More recent work provides a detailed view of how alpha-band oscillations may contribute to cognition. Palva & Palva review evidence that large amplitude alpha oscillations may actually perform a different function than lower-amplitude oscillations in the same frequency band. In a visual search task, for example, alpha-band oscillations are dampened in active visual cortex and enhanced in inactive regions of visual cortex, but both small and large alpha band activity prior to the onset of the visual stimulus was correlated with better subsequent performance! One could conclude that these alpha-band oscillations reflect preparation for the task by generally “calming the waters” in cortex (either through alpha phase locking or alpha amplitude suppression) so that activity due to the upcoming visual stimulus can be readily detected
Palva and Palva suggest that the phase dynamics of alpha oscillations are particularly important for consciousness, because of the way alpha may interact with theta (4-7 Hz), beta (14-30 Hz) and gamma (30-50 Hz) oscillations. For example, the authors observed that “ongoing alpha band oscillations … phase lock selectively to weak somatosensory stimuli that become consciously perceived” as do gamma oscillations, whereas beta and theta phase locking does not appear to be selective for consciously-perceived objects.

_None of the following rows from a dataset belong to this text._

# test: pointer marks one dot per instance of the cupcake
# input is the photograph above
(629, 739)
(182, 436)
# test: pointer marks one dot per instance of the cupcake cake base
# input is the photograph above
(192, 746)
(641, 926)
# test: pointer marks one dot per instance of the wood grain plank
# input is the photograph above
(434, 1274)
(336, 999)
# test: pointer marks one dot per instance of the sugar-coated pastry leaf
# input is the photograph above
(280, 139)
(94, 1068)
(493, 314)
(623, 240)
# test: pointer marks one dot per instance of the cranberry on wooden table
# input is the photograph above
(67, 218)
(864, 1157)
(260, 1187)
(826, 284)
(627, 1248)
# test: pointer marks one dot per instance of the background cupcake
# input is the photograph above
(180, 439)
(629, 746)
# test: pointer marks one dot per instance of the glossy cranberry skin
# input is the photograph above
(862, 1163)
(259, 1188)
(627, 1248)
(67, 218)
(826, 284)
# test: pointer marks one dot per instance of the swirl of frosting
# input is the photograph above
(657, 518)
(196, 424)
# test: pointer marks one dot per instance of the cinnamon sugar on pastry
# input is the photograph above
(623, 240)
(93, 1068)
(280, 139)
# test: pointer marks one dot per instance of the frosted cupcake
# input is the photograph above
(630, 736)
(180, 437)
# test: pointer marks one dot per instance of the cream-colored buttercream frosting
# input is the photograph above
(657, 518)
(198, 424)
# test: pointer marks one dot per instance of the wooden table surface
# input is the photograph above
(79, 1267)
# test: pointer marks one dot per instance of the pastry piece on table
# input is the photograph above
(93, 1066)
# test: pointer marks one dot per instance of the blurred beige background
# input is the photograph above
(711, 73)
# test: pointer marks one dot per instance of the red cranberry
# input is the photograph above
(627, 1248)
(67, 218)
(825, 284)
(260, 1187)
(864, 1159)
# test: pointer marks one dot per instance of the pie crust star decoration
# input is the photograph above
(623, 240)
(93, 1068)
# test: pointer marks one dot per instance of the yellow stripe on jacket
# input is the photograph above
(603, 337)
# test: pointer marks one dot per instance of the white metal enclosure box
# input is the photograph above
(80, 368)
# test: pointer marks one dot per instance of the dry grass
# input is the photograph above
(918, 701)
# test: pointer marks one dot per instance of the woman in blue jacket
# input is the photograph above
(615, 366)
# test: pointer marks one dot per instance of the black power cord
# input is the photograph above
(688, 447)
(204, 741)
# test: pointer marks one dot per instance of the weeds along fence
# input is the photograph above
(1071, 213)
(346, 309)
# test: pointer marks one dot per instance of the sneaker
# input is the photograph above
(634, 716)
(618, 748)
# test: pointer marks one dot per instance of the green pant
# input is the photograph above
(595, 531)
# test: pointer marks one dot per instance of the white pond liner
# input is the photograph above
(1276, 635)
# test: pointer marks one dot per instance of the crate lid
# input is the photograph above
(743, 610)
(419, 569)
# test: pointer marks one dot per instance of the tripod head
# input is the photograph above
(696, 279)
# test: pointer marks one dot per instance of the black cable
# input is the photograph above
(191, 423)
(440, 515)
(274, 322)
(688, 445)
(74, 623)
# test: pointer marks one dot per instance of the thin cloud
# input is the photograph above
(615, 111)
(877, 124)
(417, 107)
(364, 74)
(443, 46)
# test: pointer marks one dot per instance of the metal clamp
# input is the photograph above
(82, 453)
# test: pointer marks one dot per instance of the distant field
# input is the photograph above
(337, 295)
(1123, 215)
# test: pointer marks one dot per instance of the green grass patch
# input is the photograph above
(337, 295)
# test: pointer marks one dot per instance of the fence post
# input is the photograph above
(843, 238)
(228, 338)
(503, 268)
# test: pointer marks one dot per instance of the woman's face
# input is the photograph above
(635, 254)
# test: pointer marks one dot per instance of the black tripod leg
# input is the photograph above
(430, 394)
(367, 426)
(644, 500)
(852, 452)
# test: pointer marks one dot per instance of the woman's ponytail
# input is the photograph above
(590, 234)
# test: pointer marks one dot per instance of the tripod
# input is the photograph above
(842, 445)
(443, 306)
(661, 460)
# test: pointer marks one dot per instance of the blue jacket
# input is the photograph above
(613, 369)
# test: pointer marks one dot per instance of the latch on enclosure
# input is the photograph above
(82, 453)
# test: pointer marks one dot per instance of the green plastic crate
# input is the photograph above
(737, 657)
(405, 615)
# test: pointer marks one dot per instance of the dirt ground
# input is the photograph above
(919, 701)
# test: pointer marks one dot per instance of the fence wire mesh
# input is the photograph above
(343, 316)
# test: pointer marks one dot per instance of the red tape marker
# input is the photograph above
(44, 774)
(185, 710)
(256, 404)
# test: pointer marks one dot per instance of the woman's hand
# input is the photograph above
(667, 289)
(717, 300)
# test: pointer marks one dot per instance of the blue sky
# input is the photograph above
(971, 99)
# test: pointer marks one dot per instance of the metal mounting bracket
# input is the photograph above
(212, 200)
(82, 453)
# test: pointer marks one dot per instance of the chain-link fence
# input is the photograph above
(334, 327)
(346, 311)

Palva & Palva previously found cross-frequency phase coupling in every frequency band from delta to gamma, and that this coupling was stronger during mental calculation as well as high working memory load – in particular, the strength of alpha-gamma coupling. The authors argue that a variety of behaviors are synchronized at alpha rhythms, including human serial recognition/categorization speed, the timing of illusory motion reversals in the wagon wheel illusion, discrimination of odors by rats, and phasic muscular activity (including “alpha tremor“).
Finally, the authors consider that alpha band oscillations may be related to “closed” thalamocortical gates, as in some computational models of working memory, but ultimately warn against this hypothesis based on two facts: thalamic burst firing seems to convey information effectively and may be used in signal detection; and a recently discovered form of thalamic burst firing is triggered by glutamatergic activity and seems important for neocortical alpha oscillations. Both of these findings suggest inaccuracies in a one-to-one mapping between alpha power and a closed thalamic gate.